01 July, 2010

The World for Women

Good afternoon.

Hope you are having a wonderful Thursday. Only one more day until the three day weekend. I am looking forward to the day off, though I have no idea what I am going to do. I went for an interview this morning to volunteer with an organization helping women who've suffered abuse and sexual assault. They do a myriad of programs. I'm excited (and humbled) to work with them. I have known for a while that working with women who've suffered sexual abuse is where I should be. But it's an intimidating world. It's a world full of cowardice (the men who could beat or rape a woman) and pain and a lot of misunderstanding. 

I am saddened by how often the victims - the women who were raped or abused - are the ones who face the stigma of what's happened. And yet the men get to walk around stigma free, abusing/using women, no consequences. She suffers in silence or is told it's her fault and ostracized from her community. It's the same with prostitution. We blame the women, call them hussies, sluts, whores, say they wanted it. They patrol the streets looking for easy men to prey on, it's not his fault, men can't be expected to control themselves in-front of a short skirt. But in that patriarchal mentality is the issue. 

When i was at Duke a few weeks ago we started talking about the woman at the well. She is dragged out before Jesus for committing adultery. But where is the man? You can't commit adultery alone. We don't know anything before that moment - were they caught together? Did she report a rape and no one believed her? Was her lover in the crowd, holding a stone, ready to end her life for something he participated in? 

In 2008 a 13 year old girl was killed for committing adultery. Or so they said. What really happened? She was raped by three men and when she tried to report it - tried to do the right thing - she was charged as an adulteress and killed. The three men? Well, I doubt anything happened to them. 

This is wrong. This should make you angry. This should make you livid and irate and outraged at the stupidity of that story.

Does it? Does it make you made? Or can you let it go because it happens over there? Somalia is a difficult place, they don't have their act together, of course you would expect that there?

Seriously?

And what if I told you it happens every day in America.
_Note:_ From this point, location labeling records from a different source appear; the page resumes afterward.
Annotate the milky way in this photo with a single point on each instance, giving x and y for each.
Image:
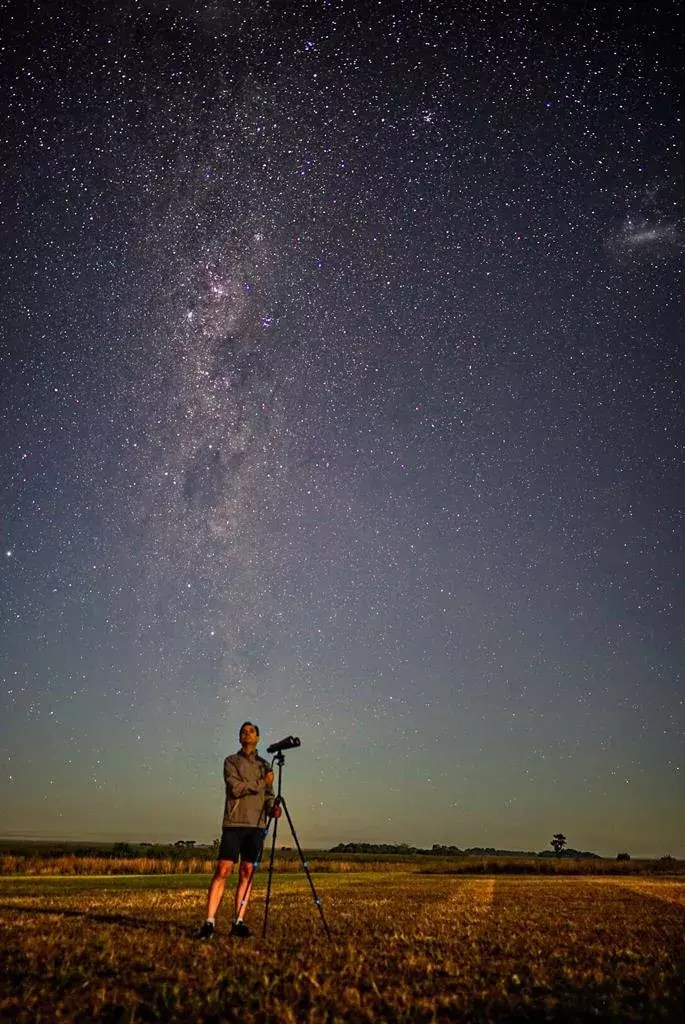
(341, 392)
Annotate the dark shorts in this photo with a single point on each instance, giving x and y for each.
(243, 844)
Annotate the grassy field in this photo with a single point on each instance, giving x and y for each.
(405, 947)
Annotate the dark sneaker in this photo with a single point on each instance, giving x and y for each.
(240, 930)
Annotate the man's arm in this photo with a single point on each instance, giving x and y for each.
(268, 794)
(236, 786)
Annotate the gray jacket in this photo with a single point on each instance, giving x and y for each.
(249, 799)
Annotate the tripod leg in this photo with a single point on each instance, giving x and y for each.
(268, 881)
(306, 868)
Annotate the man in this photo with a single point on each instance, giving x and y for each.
(250, 803)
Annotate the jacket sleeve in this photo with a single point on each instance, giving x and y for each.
(236, 787)
(269, 799)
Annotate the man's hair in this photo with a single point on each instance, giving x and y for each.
(253, 724)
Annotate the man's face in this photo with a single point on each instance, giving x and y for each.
(249, 736)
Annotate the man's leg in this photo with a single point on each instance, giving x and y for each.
(244, 888)
(216, 886)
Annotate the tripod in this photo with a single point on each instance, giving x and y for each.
(281, 802)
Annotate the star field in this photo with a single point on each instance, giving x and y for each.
(342, 391)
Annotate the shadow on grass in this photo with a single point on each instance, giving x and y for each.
(147, 925)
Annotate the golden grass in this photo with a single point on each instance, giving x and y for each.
(405, 948)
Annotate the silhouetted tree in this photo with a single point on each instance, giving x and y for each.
(558, 842)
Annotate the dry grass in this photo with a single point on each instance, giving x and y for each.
(405, 947)
(326, 863)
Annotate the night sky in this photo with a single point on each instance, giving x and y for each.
(342, 390)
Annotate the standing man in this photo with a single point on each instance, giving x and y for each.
(249, 804)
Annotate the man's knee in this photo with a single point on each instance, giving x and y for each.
(223, 868)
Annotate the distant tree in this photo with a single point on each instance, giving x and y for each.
(558, 842)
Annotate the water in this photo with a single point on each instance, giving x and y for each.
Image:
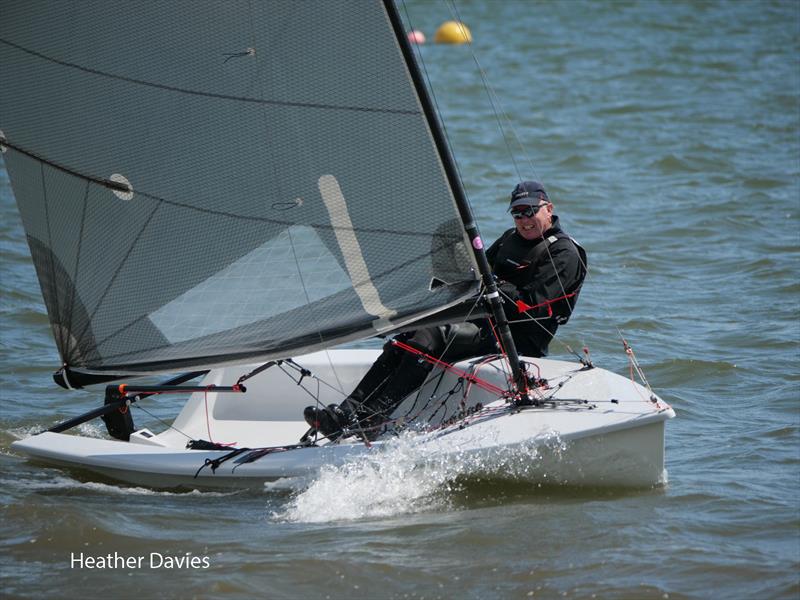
(668, 134)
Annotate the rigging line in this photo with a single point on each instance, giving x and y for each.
(217, 96)
(434, 99)
(494, 98)
(526, 154)
(117, 271)
(490, 92)
(457, 17)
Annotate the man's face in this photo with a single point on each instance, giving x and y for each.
(533, 221)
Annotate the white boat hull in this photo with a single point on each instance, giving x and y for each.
(600, 430)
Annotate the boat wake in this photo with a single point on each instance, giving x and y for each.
(409, 474)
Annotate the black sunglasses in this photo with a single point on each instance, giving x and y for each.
(528, 211)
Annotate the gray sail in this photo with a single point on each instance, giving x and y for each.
(210, 182)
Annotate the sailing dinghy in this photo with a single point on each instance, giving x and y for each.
(232, 197)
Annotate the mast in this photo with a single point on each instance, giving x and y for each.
(471, 227)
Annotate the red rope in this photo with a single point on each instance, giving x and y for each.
(444, 365)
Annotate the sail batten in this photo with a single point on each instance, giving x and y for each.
(257, 182)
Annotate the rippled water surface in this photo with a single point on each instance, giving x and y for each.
(668, 134)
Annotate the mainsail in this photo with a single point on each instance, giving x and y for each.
(214, 182)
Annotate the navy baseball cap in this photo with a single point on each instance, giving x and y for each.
(528, 193)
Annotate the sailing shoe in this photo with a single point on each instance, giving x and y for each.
(328, 421)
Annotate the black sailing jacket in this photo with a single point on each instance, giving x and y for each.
(538, 275)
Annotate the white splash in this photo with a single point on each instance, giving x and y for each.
(409, 474)
(65, 483)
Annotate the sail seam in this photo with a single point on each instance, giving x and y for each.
(191, 92)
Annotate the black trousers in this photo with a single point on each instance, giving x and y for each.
(397, 372)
Maybe we don't stone people - but the culture of letting perpetrators get away with rape and abuse still remains. Someone told me the other day that she heard of a woman pressing charges for rape. But she had worn a short skirt and flirted with the man, she led him on, kept drinking, so that wasn't rape, it was regret. I bit my tongue and watched her - realizing that mentality is why these crimes are vastly underreported and how, somehow, we can feel sympathy for the attacker and not for the women they hurt. 

Now I will admit that sometimes it's not, sometimes it is regret, sometimes women claim rape or sexual assault or harassment when there isn't any to save face, or pull power or manipulate a situation. And to those women I say stop it. We have worked too hard and overcome too much for you to make it harder for women who were abused to step forward and get the help they need. 

The point?

I take a line from a recent Change.Org blog post:

Thirty years after the first UN treaty on women's rights was adopted, as GlobalPost reports today, millions of cases involving beatings, marital rapes, honor killings and genital mutilation still occur every year. Globally, one in three women have experienced some kind of physical violence. For example, in 2008 in France, nearly 160 women were killed by their husbands or partners. That same year, some 1,000 women were killed in Pakistan in cases of violence against women.

When so much of a village, a country, our world depends on women. When change starts at a home, at a community level, often by women, while men talk and debate, or worse, go around shooting each other. When families live and thrive with mothers... Why are we so quick to turn a blind eye to what happens to them? From abuse in the U.S., to prostitution and trafficking at the World Cup, honor killings in India, and laws that allow marital rape in Afghanistan - isn't it time that women get the respect and support they deserve?